Now i have a C application:
- This application is already aware of the number of buckets used by Gemfire (113).
- This application needs to be able to compute, for any random key, the bucket number in which GemFire would put that random key.
- This application needs to be able to compute it fastly, we can't use a webservice.
- This application should be easy to deploy, and i don't any bridge technology between C/Java - that would require a JVM to be installed to run the C application
So if you know how to do that without having to write/use a Java hashcode port in C, please tell me.
Edit: to avoid confusion: i'm not looking for a anything else, but Jim Balter you suggested i do not need what i claim to need so tell me if you see any other solution, except using like you said a custom or popular hash algorithm.

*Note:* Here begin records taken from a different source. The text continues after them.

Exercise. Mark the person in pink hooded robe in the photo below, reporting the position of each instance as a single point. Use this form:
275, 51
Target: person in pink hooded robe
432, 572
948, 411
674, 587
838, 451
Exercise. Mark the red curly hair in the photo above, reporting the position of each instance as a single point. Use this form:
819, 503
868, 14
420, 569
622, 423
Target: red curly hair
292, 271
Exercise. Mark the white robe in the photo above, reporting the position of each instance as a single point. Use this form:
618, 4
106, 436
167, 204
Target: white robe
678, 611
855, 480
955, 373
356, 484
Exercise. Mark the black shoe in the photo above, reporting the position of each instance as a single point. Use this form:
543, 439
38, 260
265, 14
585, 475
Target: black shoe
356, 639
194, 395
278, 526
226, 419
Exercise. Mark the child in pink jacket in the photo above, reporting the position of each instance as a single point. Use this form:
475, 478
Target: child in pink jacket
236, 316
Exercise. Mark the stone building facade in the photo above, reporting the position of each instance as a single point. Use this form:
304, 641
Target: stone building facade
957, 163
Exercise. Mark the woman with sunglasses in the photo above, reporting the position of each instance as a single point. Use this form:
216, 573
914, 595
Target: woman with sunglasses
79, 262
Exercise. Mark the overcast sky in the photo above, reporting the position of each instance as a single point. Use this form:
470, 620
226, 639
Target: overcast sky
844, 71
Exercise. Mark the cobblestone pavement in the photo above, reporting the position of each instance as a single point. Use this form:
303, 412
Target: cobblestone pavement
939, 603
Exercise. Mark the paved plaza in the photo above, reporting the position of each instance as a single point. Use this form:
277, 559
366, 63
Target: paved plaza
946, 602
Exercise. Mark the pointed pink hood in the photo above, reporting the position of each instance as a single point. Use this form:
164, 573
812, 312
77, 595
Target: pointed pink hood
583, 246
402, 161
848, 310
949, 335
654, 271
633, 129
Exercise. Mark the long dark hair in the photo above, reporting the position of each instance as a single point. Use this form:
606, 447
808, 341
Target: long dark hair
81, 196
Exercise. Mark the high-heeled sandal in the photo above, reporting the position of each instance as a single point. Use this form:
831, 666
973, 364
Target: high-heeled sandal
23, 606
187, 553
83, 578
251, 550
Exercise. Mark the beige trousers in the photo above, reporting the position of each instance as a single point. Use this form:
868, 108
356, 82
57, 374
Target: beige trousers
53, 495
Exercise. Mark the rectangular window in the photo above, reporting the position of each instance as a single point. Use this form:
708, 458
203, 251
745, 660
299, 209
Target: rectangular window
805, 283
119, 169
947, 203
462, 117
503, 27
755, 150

And in the future i may need to do the same for an Erlang partitionning application with a C# client application, and other languages!
Edit: I would like to avoid using a non-java hash algo (as someone suggested using md5/sha1 or any faster non-security-oriented hash algo). This is because my solution aims to be deployed on legacy distributed systems oftenly written in Java, which already contain a lot of data, and any change in the hash algorithm would require a heavy migration process of the data. However i keep this solution in mind since it could be a sweet second option for people starting a new distributed system from scratch or ready to do their data migration.
So in the end, what i am looking for is not some people to tell me to implement the Java String hash algorithm in C, i already know i can do that thanks! I want to know if someone already did it, and not only for implementing all primitive java algorithms in C, but also in other languages, and from other languages!!! I'm looking for a multi-languages library that provides for each other language, a port of the hash algorithms.
Thus if there would be only 3 languages in earth (C, Java and Python), my question is: is there any polyglot library that provides:
- A port of Java hash in C
- A port of Java hash in Python
- A port of C hash in Java
- A port of C hash in Python
- A port of Python hash in Java
- A port of Python hash in C
For all primitive types available, and eventually basic structures. If for a given language there is no "default hash algorithm" then the most widely used can be considered as the language algorithm.
You see what i mean? I want to know if there is a LIBRARY! i know i can look in the JDK or specification and implement it on my own, but as i'm targeting a large number of languages and i don't know how to code in every languages, i'd like someone to have did it for me and made available in an opensource, free to use project!